A construction worker hoists himself up a building with the apparatus shown in the figure. A rope is attached to a chair and passes through a massless pulley that can turn without friction. The worker pulls on the free end to lift himself. Suppose that the combined mass of the chair and the man is 100 kg.
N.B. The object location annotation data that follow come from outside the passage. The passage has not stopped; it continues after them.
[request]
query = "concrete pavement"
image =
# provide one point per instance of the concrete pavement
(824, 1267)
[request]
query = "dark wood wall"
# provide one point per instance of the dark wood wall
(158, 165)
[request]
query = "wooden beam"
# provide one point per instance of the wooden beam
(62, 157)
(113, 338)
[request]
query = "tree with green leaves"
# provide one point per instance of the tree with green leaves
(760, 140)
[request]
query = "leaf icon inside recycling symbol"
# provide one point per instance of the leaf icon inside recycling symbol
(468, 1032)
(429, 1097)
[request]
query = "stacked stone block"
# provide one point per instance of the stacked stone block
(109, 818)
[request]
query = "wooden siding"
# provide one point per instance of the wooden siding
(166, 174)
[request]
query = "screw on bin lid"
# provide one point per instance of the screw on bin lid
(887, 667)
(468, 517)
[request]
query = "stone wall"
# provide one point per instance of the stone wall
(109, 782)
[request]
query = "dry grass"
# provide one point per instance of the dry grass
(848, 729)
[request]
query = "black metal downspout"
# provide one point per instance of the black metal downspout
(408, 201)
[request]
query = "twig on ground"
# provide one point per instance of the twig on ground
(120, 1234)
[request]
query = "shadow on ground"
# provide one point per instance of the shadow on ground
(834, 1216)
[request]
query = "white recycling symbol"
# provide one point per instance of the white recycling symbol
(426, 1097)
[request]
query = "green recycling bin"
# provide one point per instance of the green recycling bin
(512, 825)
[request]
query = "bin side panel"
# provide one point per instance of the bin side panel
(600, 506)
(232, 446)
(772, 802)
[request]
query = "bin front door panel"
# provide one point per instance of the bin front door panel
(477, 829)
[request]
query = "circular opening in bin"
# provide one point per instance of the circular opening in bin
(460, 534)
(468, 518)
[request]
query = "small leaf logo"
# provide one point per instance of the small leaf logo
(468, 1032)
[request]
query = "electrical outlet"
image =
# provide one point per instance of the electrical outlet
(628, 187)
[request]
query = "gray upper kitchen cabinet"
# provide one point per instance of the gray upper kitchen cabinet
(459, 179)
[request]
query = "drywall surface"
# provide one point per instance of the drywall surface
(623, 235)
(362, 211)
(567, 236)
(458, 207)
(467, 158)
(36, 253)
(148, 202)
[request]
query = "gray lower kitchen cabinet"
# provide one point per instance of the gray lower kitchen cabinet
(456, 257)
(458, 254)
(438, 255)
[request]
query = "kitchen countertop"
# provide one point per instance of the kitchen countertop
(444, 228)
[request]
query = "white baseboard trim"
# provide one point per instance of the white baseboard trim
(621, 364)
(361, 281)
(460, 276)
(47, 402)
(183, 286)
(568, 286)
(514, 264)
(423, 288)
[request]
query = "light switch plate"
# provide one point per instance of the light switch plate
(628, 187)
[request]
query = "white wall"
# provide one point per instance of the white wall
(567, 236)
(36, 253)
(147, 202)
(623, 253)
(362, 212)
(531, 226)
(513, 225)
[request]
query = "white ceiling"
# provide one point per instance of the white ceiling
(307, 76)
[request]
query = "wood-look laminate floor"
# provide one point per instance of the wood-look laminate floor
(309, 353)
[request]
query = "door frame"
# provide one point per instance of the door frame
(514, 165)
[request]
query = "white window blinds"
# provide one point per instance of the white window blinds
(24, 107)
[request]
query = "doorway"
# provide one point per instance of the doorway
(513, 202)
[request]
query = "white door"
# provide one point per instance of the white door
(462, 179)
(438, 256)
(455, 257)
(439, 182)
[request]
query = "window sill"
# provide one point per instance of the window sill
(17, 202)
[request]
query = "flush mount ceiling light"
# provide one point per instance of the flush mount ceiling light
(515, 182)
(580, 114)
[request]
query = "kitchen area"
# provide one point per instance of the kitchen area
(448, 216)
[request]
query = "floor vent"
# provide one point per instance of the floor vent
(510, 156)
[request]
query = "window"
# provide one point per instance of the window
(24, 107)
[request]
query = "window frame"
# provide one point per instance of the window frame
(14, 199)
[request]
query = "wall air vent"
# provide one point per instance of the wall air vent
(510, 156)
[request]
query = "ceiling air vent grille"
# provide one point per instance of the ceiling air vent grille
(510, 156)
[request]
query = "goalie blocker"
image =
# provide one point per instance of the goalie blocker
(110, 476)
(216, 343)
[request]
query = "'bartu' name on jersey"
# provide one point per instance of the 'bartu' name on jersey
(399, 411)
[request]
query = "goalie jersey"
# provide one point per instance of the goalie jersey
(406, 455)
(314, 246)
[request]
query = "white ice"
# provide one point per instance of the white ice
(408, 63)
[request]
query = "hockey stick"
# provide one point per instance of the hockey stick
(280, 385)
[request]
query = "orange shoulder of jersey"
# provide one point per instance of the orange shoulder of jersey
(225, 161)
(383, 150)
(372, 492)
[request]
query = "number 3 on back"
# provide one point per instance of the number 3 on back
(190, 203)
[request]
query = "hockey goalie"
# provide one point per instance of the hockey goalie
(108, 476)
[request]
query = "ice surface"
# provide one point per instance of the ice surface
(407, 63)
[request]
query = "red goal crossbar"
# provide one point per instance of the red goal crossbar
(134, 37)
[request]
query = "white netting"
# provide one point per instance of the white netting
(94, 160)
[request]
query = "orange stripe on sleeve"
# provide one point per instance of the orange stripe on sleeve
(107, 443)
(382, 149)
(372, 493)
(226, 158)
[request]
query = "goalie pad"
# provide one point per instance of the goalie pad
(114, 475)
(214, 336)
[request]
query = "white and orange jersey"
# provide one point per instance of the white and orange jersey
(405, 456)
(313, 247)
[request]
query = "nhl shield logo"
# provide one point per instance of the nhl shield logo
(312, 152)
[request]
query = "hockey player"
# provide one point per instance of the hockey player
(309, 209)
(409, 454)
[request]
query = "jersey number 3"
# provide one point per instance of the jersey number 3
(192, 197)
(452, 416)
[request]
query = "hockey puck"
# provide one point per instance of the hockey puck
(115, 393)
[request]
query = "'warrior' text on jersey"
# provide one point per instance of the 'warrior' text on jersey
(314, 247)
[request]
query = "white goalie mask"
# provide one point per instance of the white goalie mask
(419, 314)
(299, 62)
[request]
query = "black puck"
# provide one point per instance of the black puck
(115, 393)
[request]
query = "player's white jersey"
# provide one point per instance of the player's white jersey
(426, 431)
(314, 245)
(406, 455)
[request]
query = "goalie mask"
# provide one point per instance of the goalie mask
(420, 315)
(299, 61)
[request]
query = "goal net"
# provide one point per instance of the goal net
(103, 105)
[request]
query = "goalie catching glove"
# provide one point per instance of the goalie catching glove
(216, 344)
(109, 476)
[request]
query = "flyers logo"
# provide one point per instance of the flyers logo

With what force must the man pull down on the free end of the rope so that his upward acceleration is 0.940 m/s2?
net force=mass*a
force on left-forceonright=mass*a
force on left -100*9.8=100*.940
To find the force with which the man must pull down on the free end of the rope, we can use Newton's second law of motion.
1. Identify the relevant forces:
- The gravitational force acting on the man and the chair (weight)
- The tension force in the rope
2. Determine the forces:
- The gravitational force on the man and the chair is given by:
F_gravity = mass * gravity
F_gravity = 100 kg * 9.8 m/s^2
F_gravity = 980 N (upward)
- The tension force in the rope pulls the man and the chair upward. Let's denote it as T.
3. Apply Newton's second law of motion:
The net force acting on the system (man and chair) is given by:
F_net = m * a
Since the system is moving upward, the net force is the difference between the tension force and the gravitational force:
F_net = T - F_gravity
Rearranging the equation, we get:
T = F_gravity + F_net
T = F_gravity + (m * a)
4. Substitute the given values:
- F_gravity = 980 N (upward)
- m = 100 kg
- a = 0.940 m/s^2
T = 980 N + (100 kg * 0.940 m/s^2)
5. Calculate the tension force:
T = 980 N + 94 N
T = 1074 N
Therefore, the man must pull down on the free end of the rope with a force of 1074 N in order to achieve an upward acceleration of 0.940 m/s^2.